Searching for Pacific in the tennis world has been almost as difficult as searching for Bobby Fischer, the chess master who mysteriously vanished at the top of his game. The Austrian ski and racquet manufacturer, never a mainstream player in court sports but always a niche favorite among tournament-level players, was on the endangered list in the American marketplace for the past 15 years before it got out of tennis for good late last year.
But we still get a query or two each week in the Friday Mailbag from staunch Pacific devotees about where they can find replacements for their Pacific Vacuum Pro Classic 98s or their M Pros. Most say they’ve never had a frame that could carve up a backspin drop shot or create an unreturnable angle at net like their old Pacifics. Those shots were vital before powerful racquets and polyester strings turned much of the 5.0-and-up game into one continuous baseline bash fest.

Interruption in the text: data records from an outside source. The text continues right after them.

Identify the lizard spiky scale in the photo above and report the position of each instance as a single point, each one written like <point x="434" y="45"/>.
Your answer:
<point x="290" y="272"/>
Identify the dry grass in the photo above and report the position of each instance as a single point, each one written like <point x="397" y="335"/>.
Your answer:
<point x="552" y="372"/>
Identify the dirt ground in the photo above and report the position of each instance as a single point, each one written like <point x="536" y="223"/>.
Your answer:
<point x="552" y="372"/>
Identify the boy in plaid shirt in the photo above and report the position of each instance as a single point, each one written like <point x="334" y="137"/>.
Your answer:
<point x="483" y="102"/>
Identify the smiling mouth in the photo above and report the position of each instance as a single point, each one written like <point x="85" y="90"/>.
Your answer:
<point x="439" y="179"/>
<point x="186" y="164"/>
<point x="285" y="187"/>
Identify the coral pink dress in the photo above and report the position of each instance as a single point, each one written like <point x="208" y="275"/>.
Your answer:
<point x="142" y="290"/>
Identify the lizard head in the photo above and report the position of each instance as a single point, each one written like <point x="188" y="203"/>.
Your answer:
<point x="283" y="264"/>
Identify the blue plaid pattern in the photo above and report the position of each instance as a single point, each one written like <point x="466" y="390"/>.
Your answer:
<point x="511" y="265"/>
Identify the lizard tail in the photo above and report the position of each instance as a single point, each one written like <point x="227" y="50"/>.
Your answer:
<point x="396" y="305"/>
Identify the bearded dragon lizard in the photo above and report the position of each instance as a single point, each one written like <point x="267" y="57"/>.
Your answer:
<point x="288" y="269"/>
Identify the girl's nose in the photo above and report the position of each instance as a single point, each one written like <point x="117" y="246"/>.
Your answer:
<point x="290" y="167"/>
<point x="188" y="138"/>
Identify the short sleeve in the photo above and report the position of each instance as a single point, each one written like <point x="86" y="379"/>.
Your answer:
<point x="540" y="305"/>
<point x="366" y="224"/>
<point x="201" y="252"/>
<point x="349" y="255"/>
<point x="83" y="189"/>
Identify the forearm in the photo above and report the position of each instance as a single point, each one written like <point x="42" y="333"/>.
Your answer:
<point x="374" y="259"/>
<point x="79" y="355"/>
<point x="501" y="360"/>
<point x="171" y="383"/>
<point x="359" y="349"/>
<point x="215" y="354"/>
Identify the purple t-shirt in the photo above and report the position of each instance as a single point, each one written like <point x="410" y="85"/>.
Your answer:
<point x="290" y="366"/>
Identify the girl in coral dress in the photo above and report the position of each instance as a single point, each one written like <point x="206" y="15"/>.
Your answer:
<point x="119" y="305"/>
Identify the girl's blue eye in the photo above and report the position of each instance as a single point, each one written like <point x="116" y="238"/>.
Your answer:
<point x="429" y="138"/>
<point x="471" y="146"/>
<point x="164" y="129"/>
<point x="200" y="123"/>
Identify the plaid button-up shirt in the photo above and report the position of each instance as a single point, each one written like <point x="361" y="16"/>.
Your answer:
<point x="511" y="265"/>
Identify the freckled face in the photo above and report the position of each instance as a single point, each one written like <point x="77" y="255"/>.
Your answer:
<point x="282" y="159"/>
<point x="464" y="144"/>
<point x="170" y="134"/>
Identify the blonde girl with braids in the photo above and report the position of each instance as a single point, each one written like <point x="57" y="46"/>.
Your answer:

The good news for Pacific fanatics: Your racquets are back, this time under the name Pacific Sports, which is primarily a string and grip manufacturer that bought Pacific’s molds. This time the line’s slice master is the Pacific X Force Pro. It’s a slightly stiffer version of the Pacific M Pro, tweaked in deference to the modern power baseline game with rigid basalt carbon fibers near the throat.
The X Force Pro (as well as its lighter sibling the X Force) isn’t as pliable at contact as its advanced-player predecessors. But it has retained Pacific’s flex point positioned in the lower region of the face, where a subtle flick of the well-trained wrist on volleys will catapult the ball out of your opponent’s reach. Still, the user must be able to hit the small sweet spot to enjoy the full result.
Overall, it’s a dependable and exciting performer for players who serve and volley and chip and charge on the return, especially those who have patterned their games after Pacific users and former Grand Slam champions Stan Smith or Michael Stich. But baseliners and mid-level players should look elsewhere. The X Force Pro could be as challenging for them to tame as it may be to find a demo version in a tennis shop. For now, Pacific’s home site doesn’t have a dealer locator, so it may be tough to find one of the 400 shops that stock Pacific frames, according to brand representatives. Your best bet might be to go to one of the major online retailers that carry Pacific racquets.